アメリカでキング牧師が公民権運動をやっている最中にベトナムでアメリカの兵士として戦っている黒人の人たち。そしてベトナム人にアメリカ人として憎まれる。
自分たちを国民として平等に扱わない国の人間として憎しみをぶつけられる。
そしてベトナムの密林の中でキング牧師の暗殺のニュースをきく。
一体どんな気持ちがしたんだろうか。
アメリカ人として正当に扱われていないのに、アメリカ人として憎まれる。
アメリカ人でありたいが、アメリカが受け入れてくれない。
加えてそこにお金が絡んでくると、同じアメリカに住む黒人同士であっても憎みあい、殺しあってしまう。
そんなことをずっと繰り返してきた。
「差別問題の話についてきくのはもううんざりだという人は差別されるのはもううんざりだと思うこっちの気持ちもわかるだろう」とか「差別問題を学べる人は体験する人よりも恵まれていることを覚えていてほしい」と最近SNSでたくさんみかけるフレーズももっともで、彼らがとりあえず望んでいるのは自分の国の中で自分や家族が殺されるかもしれないという心配を毎日のようにすることなく普通に生きていきたいということ。
地獄の沙汰も金次第がリアルすぎるアメリカという社会。
セーフティネットがなさすぎる社会。
貧困国ではない。
あるところにはありすぎるほどある。
人が人として生きていけるようせめて最低限の保障がある社会を願ってなにが悪いのかという話だ。
それにしても枯れ葉剤どっぷり浴びたって大丈夫なのかな?
枯れ葉剤でDNAが傷ついて、何世代後かに影響がでるとかどうとかっていうドキュメンタリーをみたことがあるような。
軍人さんは規則で軍を訴えられないことになっているということだから明るみにはでなさそうだけれど。
黒人さん同士、部隊の仲間同士の信頼関係は鉄板だとおもっていたので、金塊が絡んだ途端にそこの地盤が崩れ出すのが悲しかった。
これも時代ということなのかしら。
心を狂わせてしまったポールの息子デヴィッドも昔ながらの"タフな男”ではない。
いわゆる黒人同士の挨拶といわれる拳をぶつけ合うやり方も知らない。
最近の映画でもジェネレーションギャップは描かれている。
それに”タフ”である必要はないというか見栄のために"タフ”に見せかける必要はないんだということはジョン・シングルトン監督の映画でも言われていたことだし、自分たちに劣等感を抱かせる”何か”の正体を探り、そこから解き放たれることに費やされた1990年代〜2020年なのかしらとも思ったり。
人種の問題と所得格差の問題。
いますぐ解決する問題ではないことは黒人の人たち自身が一番よくわかっていて、そして、世界中の誰もが避けられない問題に、いちばん長く取り組んでいるのも黒人さんたちなのではないかと感じる。
逆境を乗り越え、成功し、資本力を持ち影響力をもつ。
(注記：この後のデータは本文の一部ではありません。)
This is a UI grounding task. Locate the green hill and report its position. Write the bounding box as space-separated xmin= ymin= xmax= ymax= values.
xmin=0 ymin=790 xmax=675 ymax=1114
その時にお金よりも大事なものがあるということを忘れずにいられるのかどうか、そういうこととも真剣に向き合っている。
多くの血が流された。
そのことを語り継いでいく。
その記憶を繋いでいく。
これまで歴史はずっと自分達ぬきで語られてきてしまったから。
その思いを受け継いでいる若い世代は確実に育っているし、他の人種は自分たちの苦しみを知らないと排他的になりそうな黒人の人たちの気持ちも黒人の人たちが一番わかっていて、内向きにならないように、白人や他の人種を憎しまないようにと懸命に呼びかけあっているようなそんな印象をうけることもある。
ポールのように内に抱えた怒りで壊れてしまわないように。
今回も本当に大勢の黒人さんたちが抑えきれない憤りを内に抱えていることをはっきりと目の当たりにした。
古傷だなんてとんでもない。
生々しい、激しい怒りと憎悪。
それをとんでもない精神力で別のエネルギーに転換したりすることで、日頃笑顔でいる。
今回、そのことが垣間見えて身近に黒人の友人がいる白人や他の人種の人たちもショックを受けたのではないかと思う。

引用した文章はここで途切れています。